Mario Torrecillas is a screenwriter, author of the books The Child’s Education Program, PAI: Project for the Activation of Intelligence, and a writer for the series Letters and Numbers and Adventures with Gogo, among others. He has also published articles in magazines including Ajoblanco (White Garlic) and Qué Leer (What To Read). He was the screenwriter for the film Touching Bottom, directed by Manuel Quiroga Xose Galician, and a co-writer, with show choreographer Cesc Gelabert, on Useless, which opened at the National Theatre in Catalunya in 2000. Since 2001 Torecillas has been a regular contributor to the film reviews section of El Periódico de Catalunya. He has worked on an advertising campaign on gender violence for The Petit Agency Committee, and currently has two comics pending publication: The Son and Holy Christ, both by the publisher Glénat.

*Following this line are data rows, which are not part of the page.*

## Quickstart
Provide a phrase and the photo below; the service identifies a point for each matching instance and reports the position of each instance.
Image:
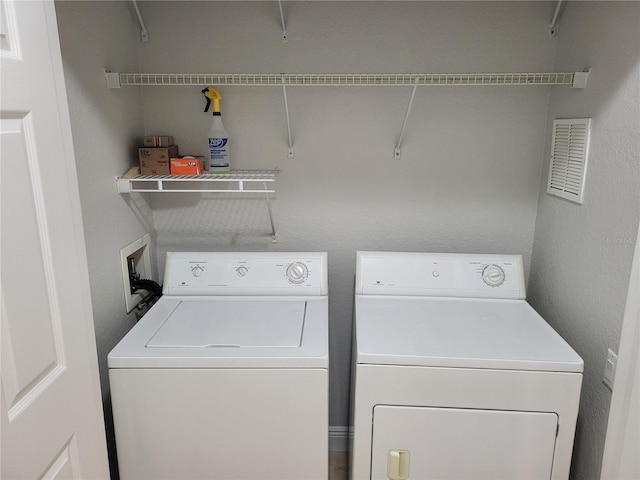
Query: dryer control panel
(253, 273)
(440, 274)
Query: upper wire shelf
(116, 80)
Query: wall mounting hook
(553, 27)
(286, 111)
(284, 27)
(144, 34)
(397, 150)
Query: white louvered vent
(569, 151)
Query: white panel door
(464, 444)
(52, 425)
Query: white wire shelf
(117, 80)
(239, 181)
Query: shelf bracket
(144, 34)
(284, 27)
(286, 111)
(553, 27)
(274, 235)
(397, 150)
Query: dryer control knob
(297, 272)
(493, 275)
(197, 271)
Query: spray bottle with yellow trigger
(217, 153)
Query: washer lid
(459, 332)
(203, 324)
(228, 332)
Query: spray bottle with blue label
(217, 153)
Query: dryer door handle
(398, 464)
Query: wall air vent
(569, 151)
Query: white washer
(226, 376)
(456, 375)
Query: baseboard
(340, 438)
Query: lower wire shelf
(233, 182)
(239, 181)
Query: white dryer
(455, 374)
(226, 377)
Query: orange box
(186, 166)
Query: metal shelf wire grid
(347, 79)
(240, 181)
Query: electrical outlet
(610, 369)
(135, 256)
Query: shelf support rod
(274, 236)
(396, 152)
(286, 111)
(144, 34)
(284, 27)
(553, 27)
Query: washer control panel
(440, 274)
(253, 273)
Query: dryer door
(454, 443)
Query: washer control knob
(493, 275)
(197, 271)
(297, 272)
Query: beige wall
(472, 161)
(582, 255)
(106, 126)
(469, 175)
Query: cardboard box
(158, 141)
(155, 160)
(186, 166)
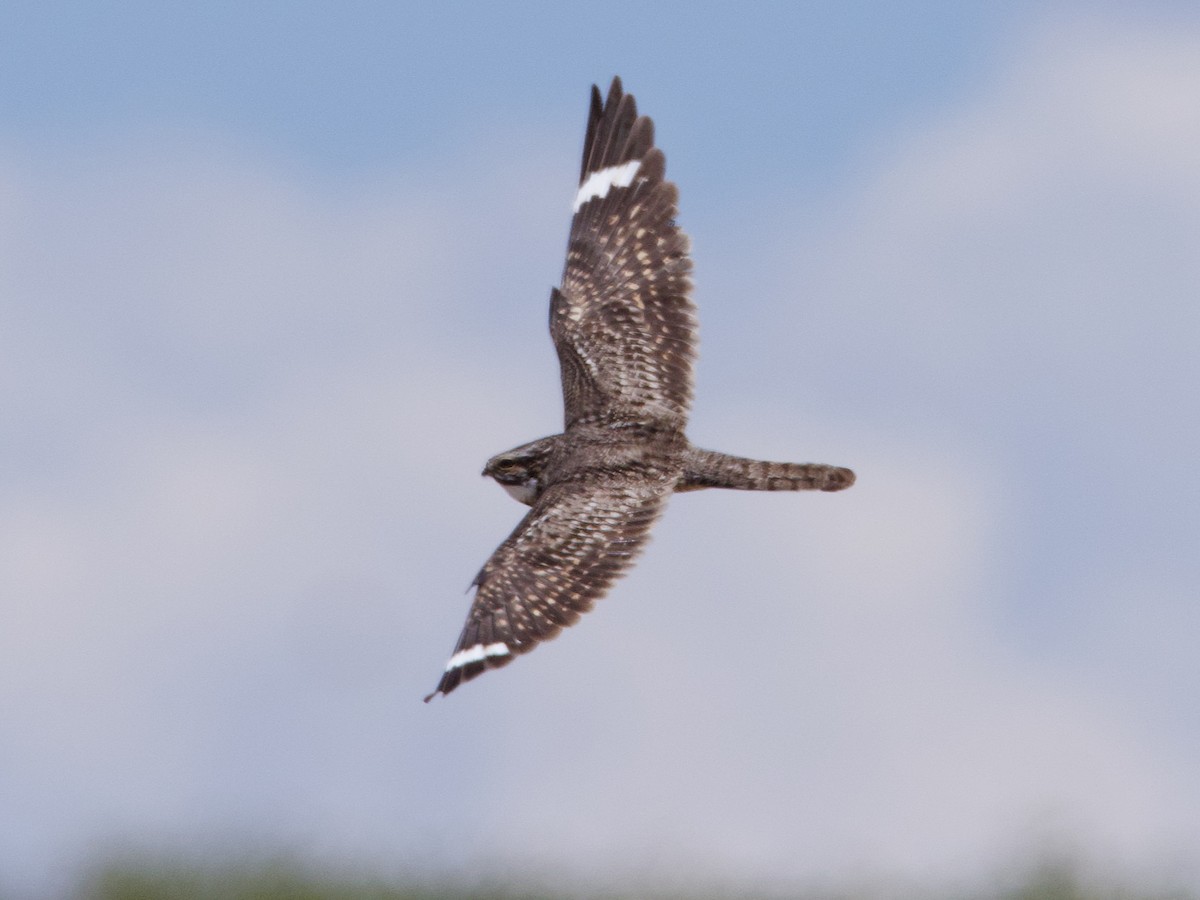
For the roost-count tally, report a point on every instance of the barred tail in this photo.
(707, 468)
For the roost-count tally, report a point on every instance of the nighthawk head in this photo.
(520, 471)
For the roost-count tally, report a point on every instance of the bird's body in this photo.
(624, 328)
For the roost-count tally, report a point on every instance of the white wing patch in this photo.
(600, 183)
(477, 653)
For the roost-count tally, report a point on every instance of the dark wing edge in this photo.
(623, 322)
(563, 557)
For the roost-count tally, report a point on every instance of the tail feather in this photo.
(707, 468)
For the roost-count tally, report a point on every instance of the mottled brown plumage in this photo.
(624, 328)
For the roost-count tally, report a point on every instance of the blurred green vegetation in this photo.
(286, 881)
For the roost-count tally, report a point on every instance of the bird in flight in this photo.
(624, 328)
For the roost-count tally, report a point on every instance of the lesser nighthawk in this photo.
(625, 333)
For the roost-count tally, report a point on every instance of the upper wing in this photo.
(623, 323)
(563, 557)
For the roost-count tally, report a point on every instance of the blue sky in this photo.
(273, 287)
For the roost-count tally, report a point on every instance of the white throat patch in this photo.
(525, 492)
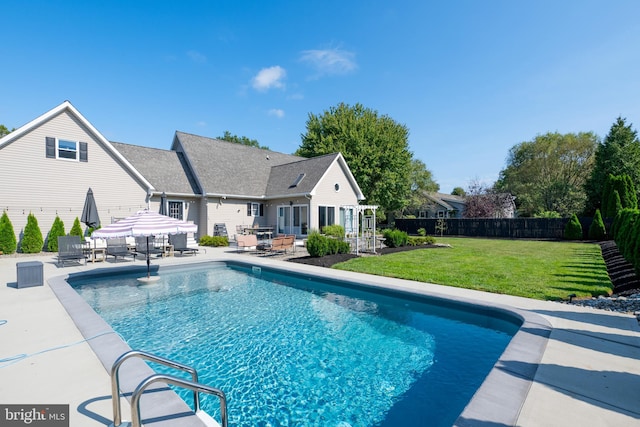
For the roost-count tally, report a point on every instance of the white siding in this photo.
(47, 187)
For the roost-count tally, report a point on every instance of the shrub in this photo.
(76, 230)
(395, 238)
(8, 242)
(215, 241)
(596, 229)
(421, 240)
(573, 229)
(32, 241)
(57, 229)
(334, 230)
(317, 244)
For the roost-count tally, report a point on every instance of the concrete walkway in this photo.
(589, 374)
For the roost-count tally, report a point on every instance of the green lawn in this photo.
(532, 269)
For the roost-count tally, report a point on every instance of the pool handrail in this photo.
(179, 382)
(115, 379)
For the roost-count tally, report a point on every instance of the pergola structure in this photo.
(357, 223)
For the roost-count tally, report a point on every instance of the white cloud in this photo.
(276, 112)
(330, 61)
(196, 56)
(268, 78)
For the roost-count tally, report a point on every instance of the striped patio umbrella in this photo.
(145, 223)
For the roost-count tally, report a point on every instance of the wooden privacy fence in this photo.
(522, 228)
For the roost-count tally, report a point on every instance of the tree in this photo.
(573, 229)
(458, 191)
(618, 154)
(8, 243)
(375, 147)
(422, 183)
(549, 173)
(76, 229)
(32, 241)
(597, 230)
(241, 140)
(57, 229)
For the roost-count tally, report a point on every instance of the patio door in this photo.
(293, 219)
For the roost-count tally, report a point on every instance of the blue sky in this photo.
(469, 79)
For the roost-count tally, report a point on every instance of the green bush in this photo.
(421, 240)
(596, 229)
(76, 229)
(8, 242)
(395, 238)
(32, 241)
(215, 241)
(317, 244)
(334, 230)
(573, 229)
(57, 229)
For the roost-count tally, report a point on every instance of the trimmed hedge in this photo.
(215, 241)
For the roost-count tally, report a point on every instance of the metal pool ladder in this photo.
(193, 385)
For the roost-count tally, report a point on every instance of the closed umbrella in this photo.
(145, 223)
(163, 204)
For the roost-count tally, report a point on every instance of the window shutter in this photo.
(50, 147)
(83, 152)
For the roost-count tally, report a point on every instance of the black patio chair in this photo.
(70, 249)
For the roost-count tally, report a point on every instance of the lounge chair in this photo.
(70, 249)
(179, 242)
(141, 246)
(118, 248)
(247, 241)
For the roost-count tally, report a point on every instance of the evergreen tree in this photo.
(8, 242)
(57, 229)
(76, 230)
(597, 230)
(573, 229)
(32, 241)
(618, 154)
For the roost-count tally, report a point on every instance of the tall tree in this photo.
(548, 174)
(618, 154)
(241, 140)
(374, 146)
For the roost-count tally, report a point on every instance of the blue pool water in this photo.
(288, 351)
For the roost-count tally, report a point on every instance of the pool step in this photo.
(193, 385)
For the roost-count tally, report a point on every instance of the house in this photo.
(441, 205)
(47, 166)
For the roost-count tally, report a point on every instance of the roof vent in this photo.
(298, 180)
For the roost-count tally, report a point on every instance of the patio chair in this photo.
(70, 249)
(141, 246)
(118, 248)
(179, 242)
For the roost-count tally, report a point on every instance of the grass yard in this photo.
(532, 269)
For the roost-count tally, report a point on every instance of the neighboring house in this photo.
(47, 166)
(441, 205)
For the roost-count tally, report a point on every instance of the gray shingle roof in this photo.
(284, 176)
(229, 168)
(165, 169)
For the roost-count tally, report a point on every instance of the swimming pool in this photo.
(351, 357)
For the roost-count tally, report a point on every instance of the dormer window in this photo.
(66, 149)
(298, 180)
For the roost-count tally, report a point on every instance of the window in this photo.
(176, 209)
(66, 149)
(326, 216)
(255, 209)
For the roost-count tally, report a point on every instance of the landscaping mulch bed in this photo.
(623, 276)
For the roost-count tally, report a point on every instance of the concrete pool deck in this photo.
(589, 372)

Juan José Sáez is a prolific author, creator, and illustrator of comics. He has successfully published several best-selling comic books with Mondadori and other publishing houses. Throughout his career he has worked with a number of advertising campaigns, including design for Nike. He also has designed for and collaborated with musical groups, newspapers, and magazines. Sáez produced the television series Arròs covat (Stale Rice), which was awarded the Premio Ondas in 2010. His books include Dentro del sombrero (Inside the Tall Hat), Buenos tiempos para la muerte (Good Times for Death), Viviendo del cuento (Living from the Story), El Arte, conversaciones imaginarias con mi madre (Art, Imaginary Conversations with My Mother), and Yo, otro libro egocéntrico (Me, Another Egocentric Book).

Juan Antonio Bayona is a Spanish film director who has been active in the film, music, and television industries since the late 1990s. He is best known for the acclaimed horror film The Orphanage (El Orfanato), which premiered at the Cannes Film Festival in May 2007, and earned him the award for Best New Director at Spain’s 2008 Goya Awards. Bayona was one of the many candidates to direct The Twilight Saga: Eclipse. His latest projects include the movies Hater, written by Glen Mazzara and produced by Guillermo Del Toro and Mark Johnson, and The Impossible, with Naomi Watts and Ewan McGregor.

The Instituto Cervantes is a public, not-for-profit institution founded by the government of Spain in 1991 to promote Spanish language teaching and knowledge of the cultures of Spanish-speaking countries throughout the world. It is now the largest international Spanish teaching organization and has more than 70 centers on 5 continents. The National Hispanic Cultural Center, a division of the Department of Cultural Affairs, is dedicated to the promotion and preservation of Hispanic art and culture at the local, state, national, and international levels.